Behälter zur Aufbewahrung körperlicher Gegenstände sind bekannt, doch haben sie den Nachteil, dass eine Vielzahl solcher Behälter nur schwer dermassen zueinander geordnet werden kann, dass die von ihnen benötigte Abstellfläche auf ein Minimum beschränkt bleibt und dennoch jeder Behälter einzeln aus dem Behältergefüge herausgenommen werden kann, ohne die Lage der verbleibenden Behälter zu verändern.
Die sehr gebräuchlichen Schachteln können in bekannter Weise nebeneinander gereiht werden, doch benötigen sie dann eine, im Verhältnis zu ihrem Volumen, grosse waagrechte Auflagefläche.
Es ist nun allgemein bekannt, dass in den meisten Fällen die horizontale Ausdehnung des zur Verfügung stehenden Lagerraumes wesentlich mehr beschränkt ist, als die vertikale.
Werden die Schachteln aber auch übereinander gestaffelt, so bedingt das Herausnehmen einer der unteren Schachteln das Nachrücken der jeweils darüber liegenden. Soll nun die Schachtel zurückgegeben werden, kann sie entweder an oberster Stelle placiert werden, wodurch aber eine eventuell vorher festgelegte Reihenfolge unterbrochen wäre, also eine geordnete Aufbewahrung der abgelegten Gegenstände nicht mehr gegeben ist, oder aber es müssen alle oberhalb zu liegen habende Schachteln gehoben bzw. herausgenommen und wieder eingeräumt werden.
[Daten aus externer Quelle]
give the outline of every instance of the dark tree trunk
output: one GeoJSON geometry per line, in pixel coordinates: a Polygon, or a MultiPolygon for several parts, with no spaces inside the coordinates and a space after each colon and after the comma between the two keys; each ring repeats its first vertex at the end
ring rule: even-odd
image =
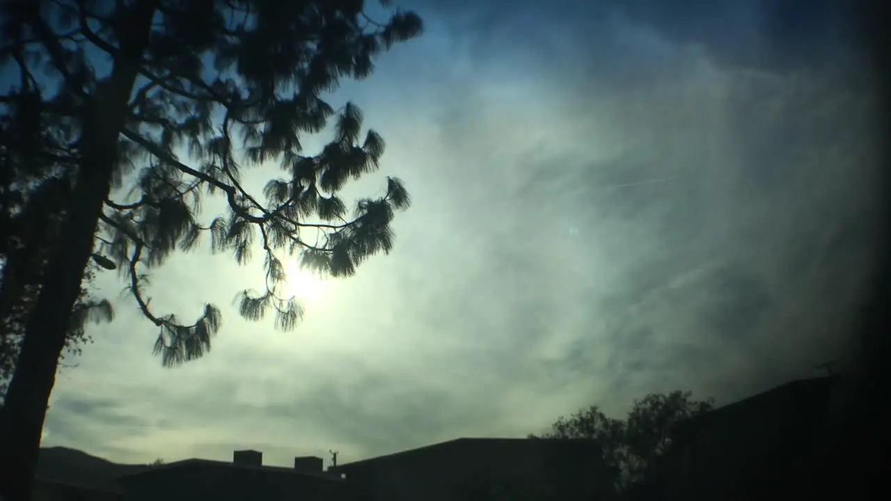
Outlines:
{"type": "Polygon", "coordinates": [[[94,234],[117,168],[118,141],[127,102],[148,44],[156,0],[143,0],[127,23],[111,76],[86,103],[83,160],[68,221],[51,254],[45,279],[0,411],[0,497],[29,501],[40,436],[69,320],[93,252],[94,234]]]}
Auch die Gestaltung von Regalen, die hier Abhilfe schaffen, gestaltet sich umso aufwendiger, je ungünstiger das Verhältnis zwischen Breite und Höhe der Schachteln ist.
Um nun die Ablage von Gegenständen in einer bestimmten Reihenfolge, wobei jeder beliebige Behälter ohne besondere Massnahmen aus dem Gefüge herausgenommen und wieder hineingegeben werden können, zu ermöglichen, wurden sogenannte Ordner geschaffen.
Diese sind in ihrer Verwendungsmöglichkeit aber insofern beschränkt, dass sie erstens nur für die Aufbewahrung blattförmiger Gegenstände geeignet sind, und zweitens diese Gegenstände für die Halterung gelocht werden müssen, was in manchen Fällen aber unerwünscht ist.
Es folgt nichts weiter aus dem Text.